Now to the fun part: There’s an online version of Pex, called Pex for fun at http://www.pexforfun.com/. It’s a very simplified version of the fully featured framework mentioned above. Pex for fun features a set of so called puzzles. You can either watch a given method implementation, try to understand what it does and figure out which input values would lead to a failure or you can try to implement a secret method, which is really fun and sometimes difficult too. You just get an empty method stub. Your task is to implement it according to a given implementation which is kept secret. The only hints you get are by asking Pex. The framework compares the paths of your method with the secret implementation. If the results are the same for all determined input values, than you win that certain puzzle.
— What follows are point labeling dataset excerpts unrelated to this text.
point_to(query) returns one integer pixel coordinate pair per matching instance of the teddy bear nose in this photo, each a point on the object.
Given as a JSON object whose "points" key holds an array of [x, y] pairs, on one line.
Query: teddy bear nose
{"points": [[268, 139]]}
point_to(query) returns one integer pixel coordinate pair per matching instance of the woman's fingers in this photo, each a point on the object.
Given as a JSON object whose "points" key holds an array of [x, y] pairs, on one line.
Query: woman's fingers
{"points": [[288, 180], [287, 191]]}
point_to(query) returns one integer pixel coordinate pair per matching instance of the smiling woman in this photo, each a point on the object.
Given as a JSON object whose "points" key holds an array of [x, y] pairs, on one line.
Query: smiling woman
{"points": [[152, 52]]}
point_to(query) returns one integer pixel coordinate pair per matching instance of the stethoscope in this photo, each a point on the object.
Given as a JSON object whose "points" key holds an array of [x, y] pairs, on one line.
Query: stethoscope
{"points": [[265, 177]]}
It’s a kind of test driven development. You just know the input values and the according results and need to find the correct implementation. If you sign in with your Live Id you can even create your own puzzles and you gain points for solving puzzles of other users. It’s a good exercise to test both your analytical and your programming skills.

Monday, March 7, 2011

MVVM "In the Box"

Recently I found a really cool MVVM training kit that integrates with guidance directly into Visual Studio 2010. It targets WPF and was created by Karl Shifflett. The extension package can be found on the Visual Studio Gallery, so you can just install it into the IDE.
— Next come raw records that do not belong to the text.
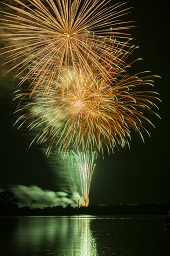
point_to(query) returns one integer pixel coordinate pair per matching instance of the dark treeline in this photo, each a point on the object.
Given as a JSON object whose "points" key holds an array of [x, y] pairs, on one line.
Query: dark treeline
{"points": [[9, 205]]}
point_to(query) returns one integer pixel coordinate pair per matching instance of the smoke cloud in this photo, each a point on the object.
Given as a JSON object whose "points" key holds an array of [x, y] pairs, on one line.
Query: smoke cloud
{"points": [[34, 196]]}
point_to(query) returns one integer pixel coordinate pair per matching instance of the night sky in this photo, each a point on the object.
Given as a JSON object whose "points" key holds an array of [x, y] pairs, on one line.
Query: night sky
{"points": [[138, 175]]}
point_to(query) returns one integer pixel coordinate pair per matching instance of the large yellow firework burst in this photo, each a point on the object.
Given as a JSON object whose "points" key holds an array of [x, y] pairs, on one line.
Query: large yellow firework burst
{"points": [[89, 114], [49, 35]]}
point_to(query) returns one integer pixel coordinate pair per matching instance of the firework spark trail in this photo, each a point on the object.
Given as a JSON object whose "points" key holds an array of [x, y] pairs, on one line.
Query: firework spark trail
{"points": [[81, 97], [50, 36], [79, 168], [86, 114]]}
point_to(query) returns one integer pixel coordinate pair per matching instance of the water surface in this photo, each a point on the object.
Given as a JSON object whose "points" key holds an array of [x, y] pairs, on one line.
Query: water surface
{"points": [[83, 236]]}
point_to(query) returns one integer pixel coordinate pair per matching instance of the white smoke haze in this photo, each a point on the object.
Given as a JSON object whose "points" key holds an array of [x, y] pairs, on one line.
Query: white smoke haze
{"points": [[36, 197]]}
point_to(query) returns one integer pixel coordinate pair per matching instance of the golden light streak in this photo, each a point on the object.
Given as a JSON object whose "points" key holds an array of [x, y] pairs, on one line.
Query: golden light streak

After installation there’s a new entry in the new projects wizard called “In the Box”. The template behind creates a new Visual Studio solution with a number of MVVM related projects. Additionally you get a guidance browser which can be used to display appropriate information to certain concepts and MVVM related topics. Within the projects you get some minimalistic samples that demonstrate the use of MVVM and concepts like IoC. The advanced examples rely on Prism and Unity as the dependency injection and IoC framework. Besides the sample application there’s a test project too, which shows how to write unit tests within Prism applications with the Visual Studio test runtime and Moq.
So if you want to learn MVVM quickly and get your hands on some practical examples, just give it a try.